As ESG continues to evolve from corporate social responsibility, the push for formalized DEI strategies and holistic employee well-being programs have emerged for contractors.

DEI implementation and commitment for addressing both the physical and mental well-being of employees are coming to the forefront as contractors understand the short- and long-term benefits of a caring culture. The industry continues to face challenges in recruiting talent and labor, increasing the importance of committing to formalized strategies.

Impacting Midsize Contractors

Both private and public companies in the construction industry are influenced by external forces. With respect to ESG, the primary catalyst is trillions of dollars from the real estate investment community that ripple-down through the construction supply chain.

Publicly traded companies face more scrutiny on meeting ESG criteria. Expectations are higher for public companies for the adoption of ESG, compliance to regulations and reporting requirements, as well as transparency and disclosure.

Many analysts expect larger contractors to undertake more ESG actions and initiatives. These contractors have a bigger — and therefore more visible — footprint with more diverse stakeholders.

However, it is advisable for midsize privately held businesses to recognize potential risks and opportunities inherent in ESG. Today’s leading companies are considering how adopting ESG can make them a better company and steward of their resources.

Embracing ESG

ESG is gaining momentum in the broader economy. As the construction industry continues to compete for future talent, ESG strategy is expected to become even more important as a recruiting and retention tool. Many sources report that both millennial and Gen Z workers desire to work for employers that are sensitive and supportive of causes that are important to them.

Launching an ESG strategy and embedding it into your company’s culture can generate goodwill among stakeholders. Developing an intentional ESG strategy can demonstrate your company is contributing to the greater good. There is evidence that ESG efforts contribute to companies’ success. Moreover, ESG-engaged contractors seeking financing may receive more favorable lending terms and conditions.

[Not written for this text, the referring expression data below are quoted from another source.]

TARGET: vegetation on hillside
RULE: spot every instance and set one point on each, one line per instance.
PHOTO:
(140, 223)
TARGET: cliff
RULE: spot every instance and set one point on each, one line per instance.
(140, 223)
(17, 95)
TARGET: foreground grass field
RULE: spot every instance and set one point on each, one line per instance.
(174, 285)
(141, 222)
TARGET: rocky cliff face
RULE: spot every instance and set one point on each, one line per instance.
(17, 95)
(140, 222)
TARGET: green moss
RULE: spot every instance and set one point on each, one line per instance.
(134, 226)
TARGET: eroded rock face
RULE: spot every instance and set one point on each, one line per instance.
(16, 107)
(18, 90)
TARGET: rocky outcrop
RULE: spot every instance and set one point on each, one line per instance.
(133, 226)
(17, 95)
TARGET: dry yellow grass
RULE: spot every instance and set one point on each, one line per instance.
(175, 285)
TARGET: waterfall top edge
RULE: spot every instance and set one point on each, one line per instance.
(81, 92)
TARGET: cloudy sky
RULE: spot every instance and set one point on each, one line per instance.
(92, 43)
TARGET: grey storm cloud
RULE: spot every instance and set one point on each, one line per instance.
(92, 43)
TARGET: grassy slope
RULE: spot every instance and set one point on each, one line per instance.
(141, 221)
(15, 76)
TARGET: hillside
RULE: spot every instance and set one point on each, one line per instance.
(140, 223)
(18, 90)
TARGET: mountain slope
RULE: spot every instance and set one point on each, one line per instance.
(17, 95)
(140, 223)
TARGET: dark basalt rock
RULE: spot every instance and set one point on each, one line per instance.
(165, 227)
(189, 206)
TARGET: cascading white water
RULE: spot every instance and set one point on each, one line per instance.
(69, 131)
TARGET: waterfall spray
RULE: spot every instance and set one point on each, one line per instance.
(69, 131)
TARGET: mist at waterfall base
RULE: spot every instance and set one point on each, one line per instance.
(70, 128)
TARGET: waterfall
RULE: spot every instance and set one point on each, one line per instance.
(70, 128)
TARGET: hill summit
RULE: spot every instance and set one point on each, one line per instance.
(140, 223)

Potential Risks of Avoidance

Contractors who do not adopt ESG may face increased scrutiny from stakeholders, including owners, developers, financiers and public agencies. A small but growing number of contractors have reported not being awarded negotiated projects because their workforce or subcontractor and supplier base lacked diversity. Moreover, some company leaders privately express concern about how to meet the rising expectations of today’s workforce amid a shortage of workers.

 

Another risk construction companies face by not adopting or addressing ESG is negative publicity and reputation risk. Public relations professionals describe a “halo effect” that shields a company from criticism when the company’s actions match their words.

Conversely, there is a “black eye effect” that stains company image and poses reputation risk when companies either fail to walk the talk or act on prominent issues of public trust.

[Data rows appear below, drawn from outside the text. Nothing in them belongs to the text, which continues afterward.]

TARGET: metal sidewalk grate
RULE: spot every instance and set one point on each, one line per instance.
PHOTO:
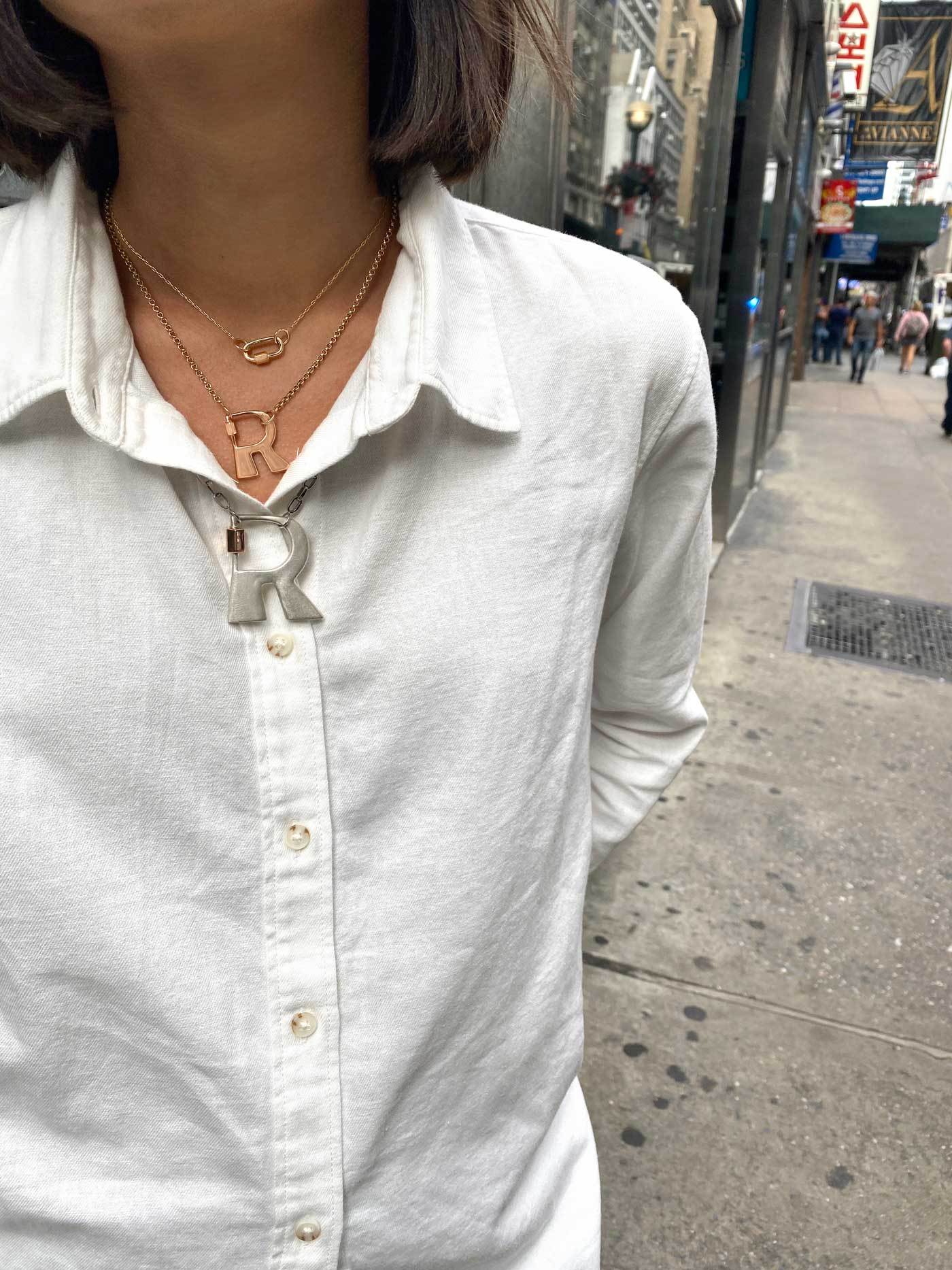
(891, 631)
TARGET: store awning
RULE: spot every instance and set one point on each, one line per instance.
(900, 227)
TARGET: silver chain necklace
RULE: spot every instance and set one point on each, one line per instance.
(247, 587)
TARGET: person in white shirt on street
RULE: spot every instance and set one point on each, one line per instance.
(356, 548)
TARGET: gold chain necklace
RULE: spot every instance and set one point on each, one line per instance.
(259, 351)
(245, 465)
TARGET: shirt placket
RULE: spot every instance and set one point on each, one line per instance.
(296, 848)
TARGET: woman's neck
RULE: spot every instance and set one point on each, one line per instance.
(243, 159)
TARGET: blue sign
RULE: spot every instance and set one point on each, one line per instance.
(747, 50)
(870, 178)
(852, 248)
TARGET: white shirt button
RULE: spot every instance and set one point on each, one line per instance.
(307, 1229)
(281, 644)
(297, 836)
(304, 1022)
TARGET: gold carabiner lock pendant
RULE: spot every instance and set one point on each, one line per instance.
(262, 351)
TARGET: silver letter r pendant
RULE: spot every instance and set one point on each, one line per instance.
(245, 599)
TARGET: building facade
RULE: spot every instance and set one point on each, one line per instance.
(685, 55)
(592, 56)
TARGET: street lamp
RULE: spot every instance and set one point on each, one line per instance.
(639, 116)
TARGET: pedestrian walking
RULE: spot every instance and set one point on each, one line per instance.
(837, 324)
(820, 329)
(335, 649)
(866, 333)
(912, 331)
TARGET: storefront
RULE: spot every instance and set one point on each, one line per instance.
(749, 293)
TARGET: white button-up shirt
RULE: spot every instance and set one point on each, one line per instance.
(290, 912)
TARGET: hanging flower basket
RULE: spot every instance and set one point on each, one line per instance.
(636, 181)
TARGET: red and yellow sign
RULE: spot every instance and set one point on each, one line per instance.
(837, 206)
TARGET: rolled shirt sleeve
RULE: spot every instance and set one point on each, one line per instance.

6 Strategic Actions for Success

For those looking to dig deeper into the components of a successful ESG program and its potential applications within your organization, start with these steps.

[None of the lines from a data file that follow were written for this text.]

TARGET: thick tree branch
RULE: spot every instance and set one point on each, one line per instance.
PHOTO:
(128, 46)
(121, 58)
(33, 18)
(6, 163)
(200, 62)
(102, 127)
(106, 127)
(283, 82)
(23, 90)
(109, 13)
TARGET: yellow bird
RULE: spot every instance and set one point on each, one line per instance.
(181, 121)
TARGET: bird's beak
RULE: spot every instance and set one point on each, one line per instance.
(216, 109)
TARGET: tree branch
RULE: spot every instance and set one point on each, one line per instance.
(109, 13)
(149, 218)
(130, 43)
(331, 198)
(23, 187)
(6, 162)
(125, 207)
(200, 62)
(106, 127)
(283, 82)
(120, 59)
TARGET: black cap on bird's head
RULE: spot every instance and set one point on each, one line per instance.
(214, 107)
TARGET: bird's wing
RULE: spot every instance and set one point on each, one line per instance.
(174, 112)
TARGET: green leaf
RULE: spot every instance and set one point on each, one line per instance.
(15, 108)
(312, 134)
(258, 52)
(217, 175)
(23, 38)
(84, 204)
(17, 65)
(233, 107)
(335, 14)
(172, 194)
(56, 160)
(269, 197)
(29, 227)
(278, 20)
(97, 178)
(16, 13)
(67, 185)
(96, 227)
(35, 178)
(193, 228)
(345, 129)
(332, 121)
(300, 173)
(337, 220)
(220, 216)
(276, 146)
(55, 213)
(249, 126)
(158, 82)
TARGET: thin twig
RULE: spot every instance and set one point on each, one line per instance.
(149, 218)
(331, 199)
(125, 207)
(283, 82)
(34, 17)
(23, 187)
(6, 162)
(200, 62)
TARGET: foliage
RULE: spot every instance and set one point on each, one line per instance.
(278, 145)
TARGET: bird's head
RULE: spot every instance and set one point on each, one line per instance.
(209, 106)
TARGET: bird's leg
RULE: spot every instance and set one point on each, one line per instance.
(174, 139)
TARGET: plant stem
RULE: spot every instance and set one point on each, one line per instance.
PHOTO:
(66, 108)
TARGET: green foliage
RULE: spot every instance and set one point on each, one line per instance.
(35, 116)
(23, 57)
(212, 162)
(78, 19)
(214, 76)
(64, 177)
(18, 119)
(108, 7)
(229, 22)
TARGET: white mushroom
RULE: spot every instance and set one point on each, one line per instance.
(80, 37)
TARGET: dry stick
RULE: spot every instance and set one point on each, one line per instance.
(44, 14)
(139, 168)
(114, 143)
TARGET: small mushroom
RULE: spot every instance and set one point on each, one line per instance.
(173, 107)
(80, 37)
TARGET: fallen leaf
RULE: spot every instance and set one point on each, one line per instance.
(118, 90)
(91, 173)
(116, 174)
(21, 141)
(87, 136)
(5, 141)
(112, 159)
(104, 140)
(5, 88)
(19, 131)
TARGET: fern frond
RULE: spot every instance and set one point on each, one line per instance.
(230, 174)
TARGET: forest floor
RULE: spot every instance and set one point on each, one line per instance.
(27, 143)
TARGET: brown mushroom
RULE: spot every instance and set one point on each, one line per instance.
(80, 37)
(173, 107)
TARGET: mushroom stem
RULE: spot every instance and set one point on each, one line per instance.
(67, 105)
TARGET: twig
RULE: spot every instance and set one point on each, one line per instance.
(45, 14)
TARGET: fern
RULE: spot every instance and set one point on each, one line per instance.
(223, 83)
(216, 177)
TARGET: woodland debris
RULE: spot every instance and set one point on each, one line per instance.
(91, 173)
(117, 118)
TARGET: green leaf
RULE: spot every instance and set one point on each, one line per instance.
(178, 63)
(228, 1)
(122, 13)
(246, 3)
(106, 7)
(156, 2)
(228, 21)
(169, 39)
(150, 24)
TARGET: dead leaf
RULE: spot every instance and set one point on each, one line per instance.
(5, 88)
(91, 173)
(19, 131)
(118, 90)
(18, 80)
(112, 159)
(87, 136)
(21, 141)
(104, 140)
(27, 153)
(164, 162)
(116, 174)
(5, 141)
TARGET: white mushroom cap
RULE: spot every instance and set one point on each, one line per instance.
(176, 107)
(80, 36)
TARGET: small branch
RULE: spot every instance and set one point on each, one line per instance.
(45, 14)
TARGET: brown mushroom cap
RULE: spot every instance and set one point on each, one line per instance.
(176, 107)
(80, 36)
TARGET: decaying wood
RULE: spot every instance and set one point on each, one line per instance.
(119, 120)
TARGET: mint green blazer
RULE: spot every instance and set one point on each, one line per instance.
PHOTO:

  1. Discuss ESG among the ownership group or senior leadership team of your company.
  2. Incorporate ESG considerations into strategic planning. Consider how to leverage opportunities in ESG and be realistic about the potential risks.
  3. Establish a clear vision for your ESG strategy. Make sure your stated ESG vision aligns with the company’s values.
  4. Be modest in promoting ESG activities and results. Commit to ESG strategy with full authenticity to avoid the risk of undertaking initiatives as “window dressing” and leaving some commitments unfulfilled.
  5. Remain realistic in the number of ESG initiatives your company undertakes. It is better to fully implement fewer high-impact initiatives than to experience too many stalled or unfinished initiatives.
  6. Set clear targets and realistic timelines. Establish accurate measurement of your company’s activities and progress.